El dato tiene especial valor porque rompe una inercia que no siempre acompaña a los aumentos de tráfico. Entre enero y marzo se registró un 4,12% más de desplazamientos de largo recorrido que en el mismo periodo del año anterior, y aun así la mortalidad descendió con claridad. Para la propia DGT, este comportamiento se sale incluso de la franja habitual que manejan los expertos en seguridad vial, que suele moverse en márgenes de alrededor del 5%.

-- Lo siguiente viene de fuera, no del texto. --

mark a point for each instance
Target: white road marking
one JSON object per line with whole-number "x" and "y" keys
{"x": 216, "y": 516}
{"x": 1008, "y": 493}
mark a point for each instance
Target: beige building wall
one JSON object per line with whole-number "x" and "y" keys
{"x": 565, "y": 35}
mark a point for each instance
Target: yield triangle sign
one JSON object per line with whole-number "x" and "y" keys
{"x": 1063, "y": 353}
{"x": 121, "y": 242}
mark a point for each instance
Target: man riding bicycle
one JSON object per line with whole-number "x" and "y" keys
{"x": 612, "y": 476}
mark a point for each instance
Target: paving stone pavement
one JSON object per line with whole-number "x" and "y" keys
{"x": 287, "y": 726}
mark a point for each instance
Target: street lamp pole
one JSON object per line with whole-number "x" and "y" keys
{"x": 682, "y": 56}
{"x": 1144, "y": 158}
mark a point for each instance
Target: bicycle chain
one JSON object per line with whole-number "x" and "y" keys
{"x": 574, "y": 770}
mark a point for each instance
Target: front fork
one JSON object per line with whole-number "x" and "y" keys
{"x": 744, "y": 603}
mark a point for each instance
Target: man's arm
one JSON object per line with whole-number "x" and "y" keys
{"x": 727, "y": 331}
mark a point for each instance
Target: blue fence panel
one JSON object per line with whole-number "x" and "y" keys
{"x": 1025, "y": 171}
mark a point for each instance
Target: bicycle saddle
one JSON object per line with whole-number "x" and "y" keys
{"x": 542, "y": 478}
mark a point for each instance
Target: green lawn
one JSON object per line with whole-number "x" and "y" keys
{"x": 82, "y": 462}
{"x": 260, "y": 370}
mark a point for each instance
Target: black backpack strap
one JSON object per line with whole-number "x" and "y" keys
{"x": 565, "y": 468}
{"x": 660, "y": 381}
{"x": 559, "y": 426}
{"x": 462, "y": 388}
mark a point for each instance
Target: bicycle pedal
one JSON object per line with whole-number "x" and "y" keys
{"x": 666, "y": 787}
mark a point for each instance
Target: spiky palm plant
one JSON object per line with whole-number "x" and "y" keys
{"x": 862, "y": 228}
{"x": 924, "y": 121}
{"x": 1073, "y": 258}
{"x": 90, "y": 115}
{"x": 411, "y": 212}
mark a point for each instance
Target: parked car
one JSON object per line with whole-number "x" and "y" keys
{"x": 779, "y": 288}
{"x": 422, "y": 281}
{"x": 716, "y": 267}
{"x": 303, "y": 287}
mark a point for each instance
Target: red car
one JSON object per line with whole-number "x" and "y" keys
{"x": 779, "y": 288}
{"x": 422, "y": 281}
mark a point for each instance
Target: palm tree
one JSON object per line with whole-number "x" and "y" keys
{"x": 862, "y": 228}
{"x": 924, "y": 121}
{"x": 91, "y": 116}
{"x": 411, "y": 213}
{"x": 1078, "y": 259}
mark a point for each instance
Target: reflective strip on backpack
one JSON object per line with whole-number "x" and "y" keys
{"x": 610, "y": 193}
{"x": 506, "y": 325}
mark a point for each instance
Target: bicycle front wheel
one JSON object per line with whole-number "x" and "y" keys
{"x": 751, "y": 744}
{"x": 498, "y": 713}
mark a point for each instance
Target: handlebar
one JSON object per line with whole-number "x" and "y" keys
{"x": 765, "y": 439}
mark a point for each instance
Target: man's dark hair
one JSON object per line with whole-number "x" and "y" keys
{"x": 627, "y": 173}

La DGT cerró el primer trimestre con 196 fallecidos, un 22% menos que en 2025, pero Semana Santa elevó el balance a 30 muertos en 28 siniestros y volvió a concentrar la tragedia en carreteras convencionales.

Ahora bien, la lectura del trimestre obliga a mirar más allá del titular. Las vías convencionales siguen concentrando el grueso de la tragedia, con el 78,6% de los siniestros mortales. Además, los usuarios vulnerables representan ya el 45% de los fallecidos en carretera. En ese bloque, descienden los ciclistas, pero aumentan los motoristas y, sobre todo, los peatones. De hecho, el atropello a peatón fue el único tipo de siniestro que creció en el primer trimestre, con 31 víctimas mortales, frente a las 26 del mismo periodo del año anterior.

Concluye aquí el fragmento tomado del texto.